I have a soft spot for movies about writers and love stories. I also have a great appreciation for mixing supernatural elements into the mundane and banal to make a relatably extraordinary story. Stranger Than Fiction does all of the above. 


  • First, I wanted to comment on the fantastically integrated line/text visuals. The text is a moving part of the opening scenes as the narrator describes Harold Crick's daily routine. Along with a clean look and an engaging effect, such a presentation serves as the element of the writer's thoughts/world merging with the real life of Harold Crick. In other word, the core gimmick of the film is exhibited on a smaller scale right from the start. 
  • Writers are special in that they tend to be very self aware yet driven to communicate as if there is no audience. At least, this accurately describes some of the writers I've met in my experience as a creative writing English major.
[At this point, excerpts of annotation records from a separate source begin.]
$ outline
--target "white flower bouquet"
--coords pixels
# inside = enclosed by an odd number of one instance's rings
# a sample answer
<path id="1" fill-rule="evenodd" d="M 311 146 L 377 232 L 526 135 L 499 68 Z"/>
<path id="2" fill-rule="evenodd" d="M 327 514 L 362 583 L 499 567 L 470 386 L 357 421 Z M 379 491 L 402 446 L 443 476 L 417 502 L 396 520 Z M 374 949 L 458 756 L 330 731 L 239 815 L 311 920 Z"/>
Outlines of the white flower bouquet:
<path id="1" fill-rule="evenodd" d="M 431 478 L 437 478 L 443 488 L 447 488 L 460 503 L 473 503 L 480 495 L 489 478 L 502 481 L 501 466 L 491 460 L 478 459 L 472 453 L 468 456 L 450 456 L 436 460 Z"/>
At times we can be torn between telling a story as straight forward as possible and breaking that wall explaining everything to the audience. It's experiences like this and many others that are exemplified in the film. The watch that seems to guide Harold's life in one direction or another is in fact Karen Eiffel vigilant watch on her "fictional" character. 
  • After Harold visits professor Hilbert, the floodgate of literary terms and concepts become a focus of the film. As strange as it sounds, the professor doesn't think twice about analyzing Harold's circumstances with a literary eye; "that sounds like a comedy... try to develop that." By bringing these terms to the forefront, the audience and Harold are on the same self aware space that writers often fill their heads with. The small book of notes that Harold keeps to determine if he's in a comedy or a tragedy is not only hilarious, but also very relatable; "I think I'm in a tragedy." While others might list pros and cons in a very "she loves me she loves me not" fashion, Crick gores through a sort of hands on literary investigation.  
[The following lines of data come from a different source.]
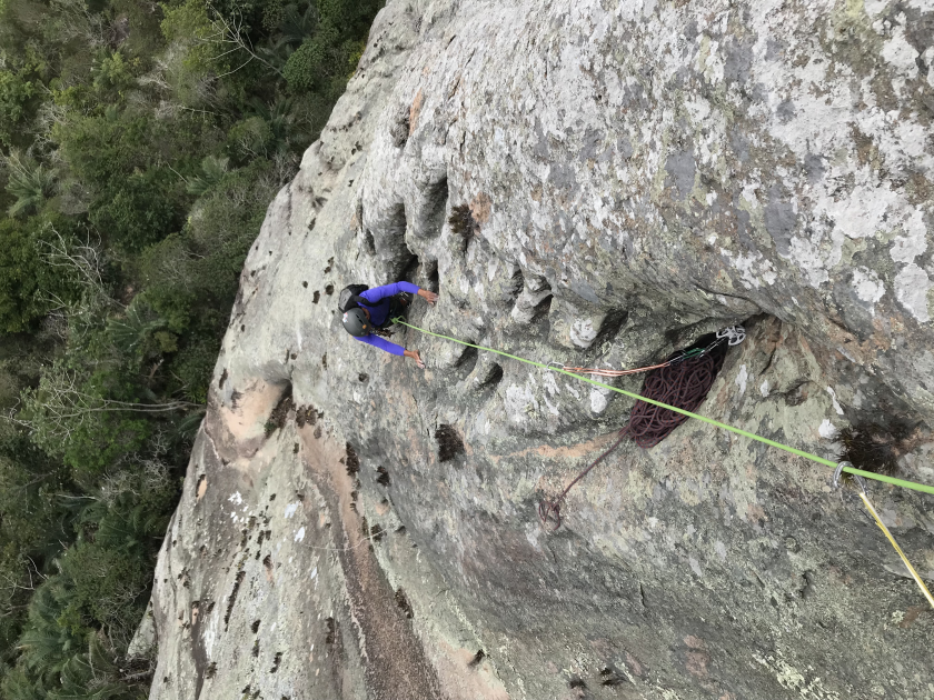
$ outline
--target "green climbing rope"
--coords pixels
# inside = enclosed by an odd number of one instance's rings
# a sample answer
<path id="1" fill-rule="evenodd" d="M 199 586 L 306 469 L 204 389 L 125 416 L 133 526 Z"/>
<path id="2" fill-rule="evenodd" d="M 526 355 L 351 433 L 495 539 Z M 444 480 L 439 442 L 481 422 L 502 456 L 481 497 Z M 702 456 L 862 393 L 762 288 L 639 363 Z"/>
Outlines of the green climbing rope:
<path id="1" fill-rule="evenodd" d="M 775 440 L 769 440 L 768 438 L 763 438 L 762 436 L 757 436 L 754 432 L 749 432 L 747 430 L 742 430 L 741 428 L 734 428 L 733 426 L 727 426 L 726 423 L 722 423 L 716 421 L 712 418 L 706 418 L 705 416 L 698 416 L 697 413 L 692 413 L 690 411 L 685 411 L 684 409 L 679 409 L 676 406 L 668 406 L 667 403 L 662 403 L 660 401 L 655 401 L 653 399 L 647 399 L 642 397 L 637 393 L 633 393 L 632 391 L 626 391 L 625 389 L 619 389 L 617 387 L 610 387 L 609 384 L 605 384 L 602 381 L 597 381 L 596 379 L 590 379 L 589 377 L 582 377 L 580 374 L 575 374 L 574 372 L 568 372 L 564 369 L 552 367 L 549 364 L 543 364 L 541 362 L 536 362 L 535 360 L 527 360 L 526 358 L 520 358 L 515 354 L 509 354 L 508 352 L 503 352 L 503 350 L 497 350 L 496 348 L 487 348 L 484 346 L 477 346 L 473 342 L 467 342 L 464 340 L 459 340 L 457 338 L 451 338 L 450 336 L 444 336 L 441 333 L 434 333 L 429 330 L 424 328 L 419 328 L 418 326 L 413 326 L 411 323 L 406 322 L 403 318 L 395 318 L 393 322 L 399 323 L 401 326 L 407 326 L 414 330 L 417 330 L 420 333 L 425 333 L 426 336 L 434 336 L 435 338 L 443 338 L 444 340 L 449 340 L 451 342 L 459 343 L 461 346 L 467 346 L 468 348 L 476 348 L 477 350 L 485 350 L 487 352 L 495 352 L 496 354 L 501 354 L 503 357 L 509 358 L 510 360 L 516 360 L 518 362 L 525 362 L 526 364 L 533 364 L 535 367 L 540 367 L 541 369 L 550 370 L 553 372 L 558 372 L 560 374 L 567 374 L 568 377 L 574 377 L 575 379 L 579 379 L 580 381 L 586 381 L 587 383 L 594 384 L 595 387 L 600 387 L 603 389 L 609 389 L 610 391 L 615 391 L 617 393 L 622 393 L 632 399 L 636 399 L 638 401 L 645 401 L 646 403 L 653 403 L 664 409 L 668 409 L 669 411 L 675 411 L 676 413 L 682 413 L 687 416 L 688 418 L 696 418 L 697 420 L 704 421 L 705 423 L 709 423 L 711 426 L 715 426 L 717 428 L 722 428 L 723 430 L 728 430 L 729 432 L 735 432 L 738 436 L 743 436 L 744 438 L 748 438 L 749 440 L 756 440 L 758 442 L 763 442 L 769 447 L 778 448 L 779 450 L 785 450 L 786 452 L 791 452 L 792 454 L 797 454 L 798 457 L 803 457 L 805 459 L 809 459 L 813 462 L 817 462 L 818 464 L 824 464 L 825 467 L 834 467 L 838 466 L 837 462 L 824 459 L 823 457 L 817 457 L 816 454 L 812 454 L 811 452 L 805 452 L 804 450 L 798 450 L 797 448 L 788 447 L 787 444 L 782 444 L 781 442 L 776 442 Z M 855 474 L 857 477 L 864 477 L 866 479 L 874 479 L 875 481 L 883 481 L 885 483 L 891 483 L 893 486 L 902 487 L 905 489 L 912 489 L 913 491 L 921 491 L 923 493 L 931 493 L 934 496 L 934 486 L 927 486 L 925 483 L 916 483 L 914 481 L 905 481 L 904 479 L 896 479 L 894 477 L 887 477 L 885 474 L 876 474 L 871 471 L 863 471 L 862 469 L 856 469 L 855 467 L 843 467 L 843 471 Z"/>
  • Writers living on the edge of life pushing their craft and self expression to the limit is not a foreign concept. We've all heard of the term "starving artist." I even wrote a poem to this effect about writers, smoking, and blowing smoke. The fact that Ms. Eiffel smokes and that her frail demeanor changes as she decides to preserve Harold's life while sacrificing her own career hits home. In case you didn't realize it, writing is a matter of life and death. At least, that's how seriously some writers take it. Though it may seem obvious, I can't help but think that this movie was written by a real writer. And by a real writer, I mean someone who doesn't add scenes and elements into a screen play based on what sells trying to reach the widest audience possible to make the most money possible. 
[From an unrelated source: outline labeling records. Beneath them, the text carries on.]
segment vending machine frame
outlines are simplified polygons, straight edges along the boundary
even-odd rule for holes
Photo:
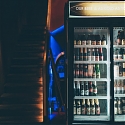
[[[114,67],[113,67],[113,27],[125,27],[125,14],[121,15],[111,15],[112,13],[109,13],[107,15],[101,15],[98,13],[97,15],[90,14],[90,15],[79,15],[78,13],[75,13],[77,11],[74,11],[71,15],[70,12],[70,3],[93,3],[96,1],[69,1],[65,5],[65,15],[64,15],[64,27],[65,27],[65,35],[66,35],[66,41],[67,41],[67,52],[66,52],[66,81],[67,81],[67,124],[124,124],[124,122],[114,121]],[[99,2],[99,1],[98,1]],[[101,4],[106,3],[107,1],[100,1]],[[111,1],[108,1],[110,3]],[[115,1],[114,1],[115,2]],[[119,2],[119,1],[117,1]],[[117,3],[116,2],[116,3]],[[77,5],[77,4],[76,4]],[[74,52],[74,45],[71,44],[74,40],[74,27],[108,27],[110,31],[110,120],[108,121],[102,121],[102,120],[96,120],[96,121],[73,121],[73,52]]]

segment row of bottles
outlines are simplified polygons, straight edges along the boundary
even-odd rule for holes
[[[98,99],[74,100],[74,115],[100,115]]]
[[[125,114],[125,97],[114,98],[114,114],[115,115]]]
[[[125,77],[125,63],[114,63],[114,77]]]
[[[96,81],[74,81],[74,96],[96,96]]]
[[[114,93],[124,94],[125,93],[125,80],[114,80]]]
[[[114,48],[113,50],[114,60],[125,60],[125,48]]]
[[[103,35],[79,34],[74,38],[74,45],[106,45],[106,37]]]
[[[103,61],[102,48],[74,48],[75,61]]]
[[[124,30],[118,30],[117,39],[115,40],[115,45],[125,45],[125,35]]]
[[[99,64],[74,64],[74,78],[100,78]]]

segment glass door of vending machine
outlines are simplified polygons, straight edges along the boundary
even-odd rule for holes
[[[74,122],[110,121],[110,29],[108,27],[74,27],[73,65]],[[121,95],[123,94],[119,96]]]
[[[125,121],[125,27],[113,27],[114,121]]]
  • The film is strangely unique. The performances all fit together nicely. And unlike Will Ferrell's other movies, he is very tame in Stranger Than Fiction. The dialog is very simple as well. It's so simple that it brings even more focus on the supernatural, tongue in cheek, self aware writing about being in a fictional story at the mercy of some unknown writer. 
  • Good writers have a keen sense of details and how they all add up to a result. The line the doctor gives at the end is very reflective of this fact; "you'll just have a piece of watch embedded in your arm for the rest of your life." Like the mundane, banal life that Harold lead at the beginning of the film, aside form the whole wrecking ball heavy handed authorial intervention, Harold really learns to live because of small details and choices. Like professor Hilbert says, "nuances, anomalies, and subtleties save our lives." I couldn't agree more.